The extraordinary spectacle of Syrian President Bashar Al Assad making a speech calling for the opposition fighters to give themselves up, start a “national dialogue” and fling themselves on his mercy, was a sad confirmation of his dangerous state of denial as his regime crumbles around him.
But Al Assad has easily enough military support to be very effective in the field, and his capability to fight on is bolstered by the large Alawite minority who see very little option other than to support Al Assad to the death, since they do not see any way they can simply join the largely Sunni and secular opposition which has made no effort to reach out to the Alawite community.
The opposition knows all too well of the massacres perpetrated by government forces, and its repeated attempts to frighten the Syrian population back into obedience. Its leaders know the brutality of the Al Assad system, which over the decades has been benign to those who were willing to work with it, but savage to those who chose to question it.
The opposition sense that they are about to start winning the war. The former Syrian National Council has been expanded to become the Syrian National Coalition, which has won recognition as the legitimate representative of the Syrian people from most of the world, allowing active support. Many western countries are supplying goods and services if not arms, but the Saudis and others in the region are anxious to start giving the opposition arms, arguing that unless they do, religious extremists will dominate the fighting and take undue political reward wen the regime finally falls.
No peace
It is not clear how to stop the fighting, which would require a process by which both opposition and government forces see a reason to talk, and their leaders see a joint future in a new Syria. Without that sense of direction, it is obvious that the fighting could continue for a very long time, with a growing toll of people killed and maimed, and increasing destruction of the Syrian economy and infrastructure.
But any peaceful way forward is very uncertain. The starting point should be the UN Representative Lakhdar Brahimi, but he is stuck in the past, and is still using the June 2012 Geneva Declaration as the basis of a way forward. This plan calls for amendments to the constitution, the formation of a unity government, and holding presidential and parliamentary elections, but it does not insist that Al Assad leaves office.

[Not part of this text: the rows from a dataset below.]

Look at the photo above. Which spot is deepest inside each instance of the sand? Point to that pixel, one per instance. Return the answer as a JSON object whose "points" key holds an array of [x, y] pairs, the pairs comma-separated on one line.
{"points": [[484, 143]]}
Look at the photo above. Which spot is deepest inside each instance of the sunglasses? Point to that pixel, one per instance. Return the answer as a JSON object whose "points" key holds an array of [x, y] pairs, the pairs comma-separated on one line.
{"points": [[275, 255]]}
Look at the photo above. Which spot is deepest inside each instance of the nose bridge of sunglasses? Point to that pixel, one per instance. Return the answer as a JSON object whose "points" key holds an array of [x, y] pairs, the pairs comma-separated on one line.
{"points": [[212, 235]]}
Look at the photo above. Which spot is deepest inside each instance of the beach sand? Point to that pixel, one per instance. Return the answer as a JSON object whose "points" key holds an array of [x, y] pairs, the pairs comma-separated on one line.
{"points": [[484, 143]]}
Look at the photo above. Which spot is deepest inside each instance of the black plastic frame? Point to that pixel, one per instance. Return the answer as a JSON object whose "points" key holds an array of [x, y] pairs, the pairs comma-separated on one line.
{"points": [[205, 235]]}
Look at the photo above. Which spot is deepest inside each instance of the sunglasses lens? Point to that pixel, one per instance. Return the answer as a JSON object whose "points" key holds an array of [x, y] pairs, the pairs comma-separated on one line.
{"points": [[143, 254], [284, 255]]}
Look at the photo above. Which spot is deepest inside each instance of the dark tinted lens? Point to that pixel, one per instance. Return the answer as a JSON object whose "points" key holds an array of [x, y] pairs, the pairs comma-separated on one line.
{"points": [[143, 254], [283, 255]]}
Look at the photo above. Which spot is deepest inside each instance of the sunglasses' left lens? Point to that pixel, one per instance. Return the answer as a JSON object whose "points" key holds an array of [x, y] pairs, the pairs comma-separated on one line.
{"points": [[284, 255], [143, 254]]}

The Geneva Declaration might have worked if the government had not been so brutal and if the opposition were not so confident. But they are in no mood to accept these ludicrously mild proposals. They want Al Assad to go, and they know that they are making gains every week. They already control large parts of the country, half of Aleppo, and have large numbers of armed forces in Damascus itself.
However, other forces are working out how to bypass the UN and its increasing irrelevance to the reality on the ground. For example, the British Foreign Office has called for a meeting this week to plan for the period after what it calls Al Assad’s “inevitable” departure. The meeting will include representatives of the Syrian National Coalition (SNC) opposition group and other agencies, as well as experts on Syria experts, and specialists in post-conflict stabilisation.
This British-led gathering shows how many Western powers and secular Arabs are very concerned that if they do nothing to prepare for a transition to a new Syria, all sorts of regional and sectarian rivalries could arise.
Syria is too central to the Arab world to be allowed to drift into chaos. It is not like Somalia or Yemen which have been allowed to drift into failure with little sense of urgency to restore them. But any such failure in Syrian would be very destablising for Syria’s fragile neighbours Lebanon, Iraq and Jordan.
This is why Saudi Arabia has been so concerned, as it pursues its worries about combating a Shiite sphere of influence. The Saudis have expanded their struggle with Iran for dominance in the Gulf to cover the Arab world, and see the Iranian influence with Al Assad’s regime as being part of the Iran’s strategy which has led it to seek growing influence in Iraq’s increasingly Shiite dominated politics. The Saudis are very anxious not to see the same thing happen in a future Syria.